1767/0/10039 SOUTH CAMP, IMPERIAL WAR MUSEUM (FORME
01-DEC-05 R RAF DUXFORD)
Building 61 (Station Offices)

GV II
Station offices. Dated 1933. By the Air Ministry's Directorate of Works and Buildings. Drawing No 352/30. Stretcher bond brickwork, reinforced concrete floors, slate roof.

PLAN: Central hall and staircase to corridor and double-banked offices to each floor. A symmetrical 2-storey rectangular hipped range with short central T-arm to rear with flat roof, continued in one storey with a double hipped unit to a central valley. Original accommodation included for the Commanding Officer, engineer office and clerks, also accounts section, waiting and orderly rooms, lecture room and library.

EXTERIOR: 2 storeys. 9-window front. Windows are all wooden sash in reveals to slightly cambered brick voussoir heads and concrete sub-sills; the principal windows have a 6-pane upper and plate glass lower sash. The front has three central bays slightly set forward, with a parapet or blocking-course carried above the eaves by approx 1m. This section has 3 sashes above a central pair of part-glazed doors in a stone pilaster surround with heavy flat entablature on brackets, with a sash each side. To each side are 3 further bays, with two close-set sashes on the short returns. A fascia and soffit eaves to the principal block is continued across the central section with its raised blocking. Centred to the ridge is a square louvred turret on a flared lead-clad apron, and with a square lead cupola with pinnacle. The central blocking carried a flagstaff. The back has 3 over one sashes each side of the centre section with an external square boiler stack and a small window, with a large sash at each level to the S return, and modified sash and 2 doors on a raised landing to the N. The low doubled wing has a slightly lower outer section, with 4 + 1 sashes to the S, and five smaller 4-pane to the N, plus door and overlight. The end return has 2 sashes and a door. There is a small roof vent.

INTERIOR: original joinery and doors, with dog-leg staircase.

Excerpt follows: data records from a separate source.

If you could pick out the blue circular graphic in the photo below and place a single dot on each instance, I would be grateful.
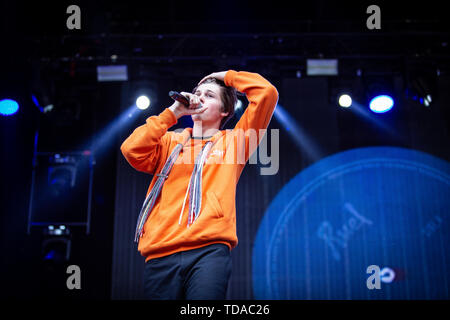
(384, 207)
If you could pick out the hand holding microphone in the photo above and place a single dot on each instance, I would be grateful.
(185, 104)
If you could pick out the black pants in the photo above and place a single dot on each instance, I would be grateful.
(198, 274)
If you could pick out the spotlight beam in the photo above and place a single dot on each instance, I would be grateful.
(298, 135)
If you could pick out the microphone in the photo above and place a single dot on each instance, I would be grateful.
(180, 98)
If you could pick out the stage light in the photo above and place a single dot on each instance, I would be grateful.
(381, 103)
(142, 102)
(8, 107)
(345, 100)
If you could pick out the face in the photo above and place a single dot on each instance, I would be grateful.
(209, 95)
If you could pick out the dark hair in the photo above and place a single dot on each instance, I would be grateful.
(228, 97)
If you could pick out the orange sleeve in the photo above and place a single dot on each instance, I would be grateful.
(262, 97)
(143, 148)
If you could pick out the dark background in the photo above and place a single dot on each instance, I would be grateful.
(171, 45)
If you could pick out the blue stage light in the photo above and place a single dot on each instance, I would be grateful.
(8, 107)
(382, 103)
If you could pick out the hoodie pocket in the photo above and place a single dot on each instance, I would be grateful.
(215, 204)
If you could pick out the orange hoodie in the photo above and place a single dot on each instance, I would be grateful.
(148, 147)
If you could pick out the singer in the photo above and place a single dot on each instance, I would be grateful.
(187, 224)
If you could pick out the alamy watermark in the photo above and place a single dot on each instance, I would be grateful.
(238, 146)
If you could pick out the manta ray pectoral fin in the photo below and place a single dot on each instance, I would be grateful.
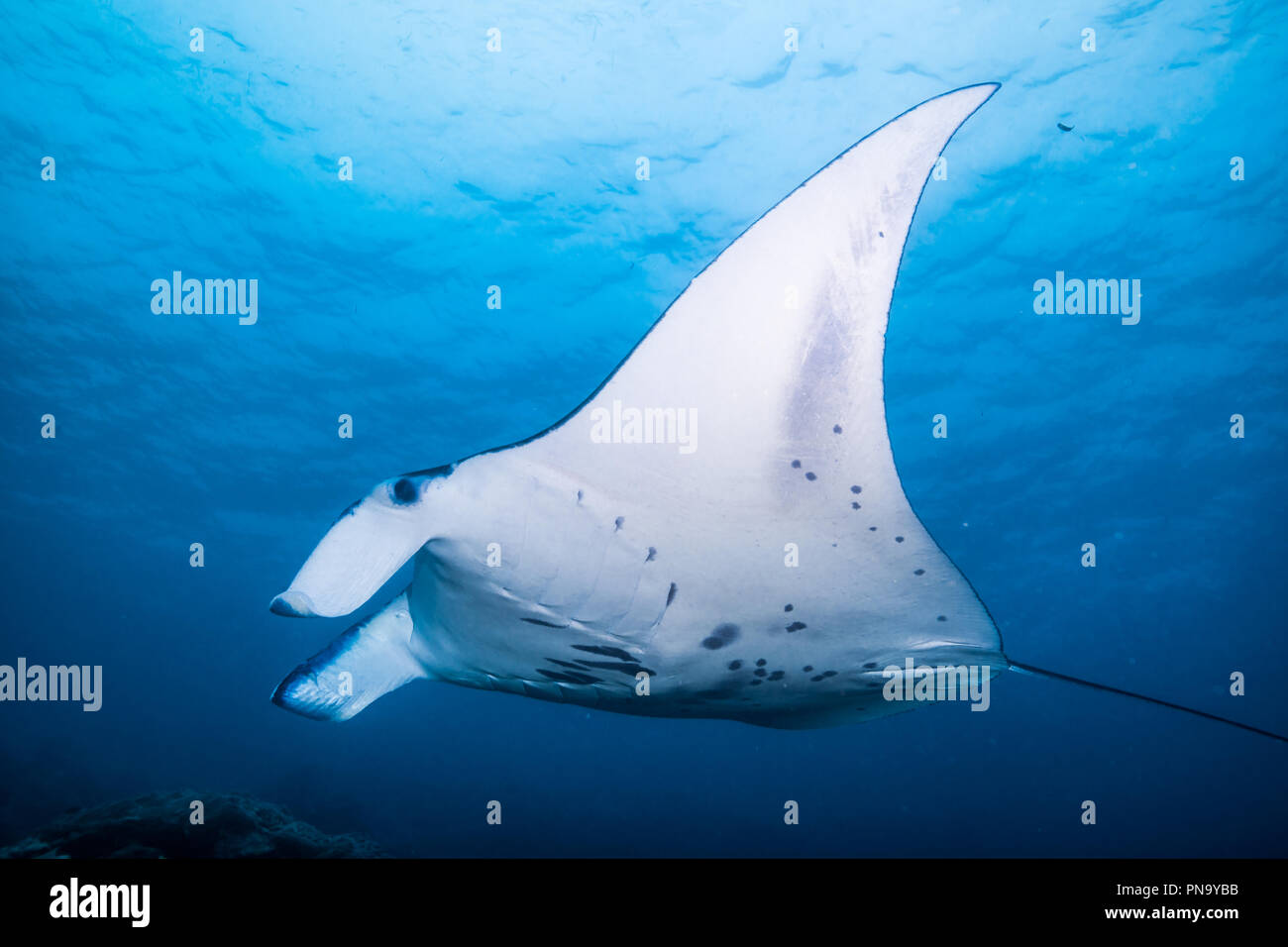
(364, 548)
(368, 661)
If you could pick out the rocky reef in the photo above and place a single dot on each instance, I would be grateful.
(161, 826)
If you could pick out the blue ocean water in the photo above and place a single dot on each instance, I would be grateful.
(516, 167)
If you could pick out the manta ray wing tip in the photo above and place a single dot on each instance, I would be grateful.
(292, 603)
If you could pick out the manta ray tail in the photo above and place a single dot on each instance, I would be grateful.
(1056, 676)
(369, 660)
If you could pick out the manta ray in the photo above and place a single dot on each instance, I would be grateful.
(768, 570)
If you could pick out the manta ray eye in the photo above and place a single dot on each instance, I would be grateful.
(404, 491)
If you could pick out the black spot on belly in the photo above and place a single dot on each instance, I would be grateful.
(404, 491)
(570, 677)
(605, 651)
(563, 664)
(631, 669)
(720, 637)
(348, 510)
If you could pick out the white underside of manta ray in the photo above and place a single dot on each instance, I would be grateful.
(565, 569)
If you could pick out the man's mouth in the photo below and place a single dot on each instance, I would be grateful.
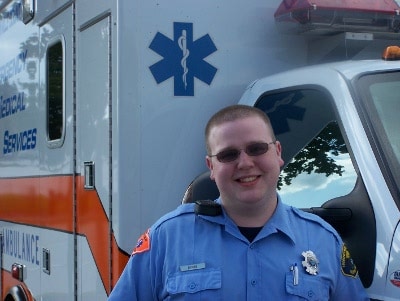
(247, 179)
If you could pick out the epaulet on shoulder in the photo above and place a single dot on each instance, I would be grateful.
(316, 219)
(181, 210)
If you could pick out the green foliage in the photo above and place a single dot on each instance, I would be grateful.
(317, 156)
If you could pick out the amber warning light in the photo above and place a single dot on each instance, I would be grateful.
(18, 271)
(391, 53)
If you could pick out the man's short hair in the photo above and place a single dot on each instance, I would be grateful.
(232, 113)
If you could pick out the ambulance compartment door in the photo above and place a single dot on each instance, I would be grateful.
(94, 161)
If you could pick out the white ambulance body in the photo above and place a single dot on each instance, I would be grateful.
(102, 110)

HISTORY: Duxford is the finest and best-preserved example of a fighter base representative of the period up to 1945 in Britain, with a uniquely complete group of First World War technical buildings in addition to technical and domestic buildings typical of both inter-war Expansion Periods of the RAF. It also has important associations with the Battle of Britain and the American fighter support for the Eighth Air Force. See descriptions of the aircraft hangars for further historical details.

This is a typical but unusually little-altered example of the Station HQ buildings designed under the first phase of the inter-war expansion of the RAF, that commenced from 1923 under the leadership of Sir Hugh Trenchard. Its symmetrical style is directly related to barracks architecture of the late nineteenth century. It is sited immediately opposite the Guardhouse (Building 62, qv), with which it shares the use of a pale yellow brick.